Turcotte leaned back in the seat. He didn’t have time to feel the full impact of those last two sentences as Kelly continued.
“Just as Duncan and her people were planted on their world. We were not put on this world to colonize it, although in effect that is what we have done. We are a genetic cousin to the Airlia, which explains why we both breathe oxygen and subsist essentially in the same manner and look roughly the same. We’re similar to them because they developed us. They made us. And in the process of doing that they placed specific inhibitors on us as a species. We’re mortal with short life spans, while the Airlia live hundreds of times longer than we do. The Airlia made us mortal by blocking the growth of telomeres among our cells which causes us to age and die.
“And we cannot consciously use our minds to their full capabilities. The Airlia placed blocks on how well our two hemispheres could work together and how much of our brains we can access.
“The Grail, as you know, is the key for removing both those blocks. Accessing one side of it not only allows our telomeres to regenerate, it also infects our blood with a virus that can grow cells and heal illnesses and wounds. The other side, the one Duncan did not access, allows the human mind to function to the full extent of its capabilities.
“Why? That’s the question you’re probably asking now and the one I immediately asked myself when I discovered this.
“We’re an experiment. Designed to be cannon fodder. For the Airlia in their war against the Swarm. The Airlia developed us to be soldiers, then seeded planets around the perimeter of their empire with us. On each planet they put a contingent — here led by Aspasia — in charge of maintaining order and controlling the Grail. If we were needed to fight, we would be given access to the Grail and sent off to war to die for the Airlia and their empire.
“From what I could gather we were a relatively new experiment for the Airlia. They seeded about a dozen worlds with humans in a remote part of their empire. Duncan’s world was one. Ours was another.
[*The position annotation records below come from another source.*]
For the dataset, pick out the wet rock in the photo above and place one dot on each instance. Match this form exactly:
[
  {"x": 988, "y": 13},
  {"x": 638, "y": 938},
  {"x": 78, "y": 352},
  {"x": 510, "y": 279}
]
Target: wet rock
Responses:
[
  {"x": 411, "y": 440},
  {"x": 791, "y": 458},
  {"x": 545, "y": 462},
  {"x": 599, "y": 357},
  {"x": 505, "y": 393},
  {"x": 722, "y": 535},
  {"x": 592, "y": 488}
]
“It didn’t work quite the way they thought it would. Aspasia grew fearful of being involved in the war, which was nowhere near Earth. He cut off communication with the Empire and began to rule from Atlantis like a God. He set up a cadre of humans as priests.
“Eventually, Artad arrived with the Kortad, who were Airlia police. They were under orders to bring the planet back into the empire. However, something else occurred that neither side had counted on — the arrival of Lisa Duncan and her companion.
“Their world had been like ours, a vassal of the Airlia. It was the first to be seeded. They revolted and after a bloody war, managed to defeat the Airlia caretakers on their planet. In the process they essentially destroyed their own world. They sent out a captured mothership with teams like Duncan and her partner to find the other seed worlds and help them to overthrow the Airlia.
“Duncan and her partner manipulated both sides when Artad arrived, causing civil war that ended in stalemate, the best any of them could achieve. They gained us time. For us to develop enough to be able to finally fight the Airlia.”
There was a pause. “That’s pretty much it,” Reynolds finally said, an understatement if ever there was one. She paused. “Did we win?”
Turcotte reached forward and picked up the mike. He pressed the transmit button. “Kelly. We’ve won. We’ll be home soon.” He released the button.
Silence reigned in the spaceship as each digested the import of what Kelly Reynolds had just told them. All four were so deep in thought they were startled when her voice came out of the speaker.
“Where’s home, Mike?”
The answer came without thought. “Area 51.”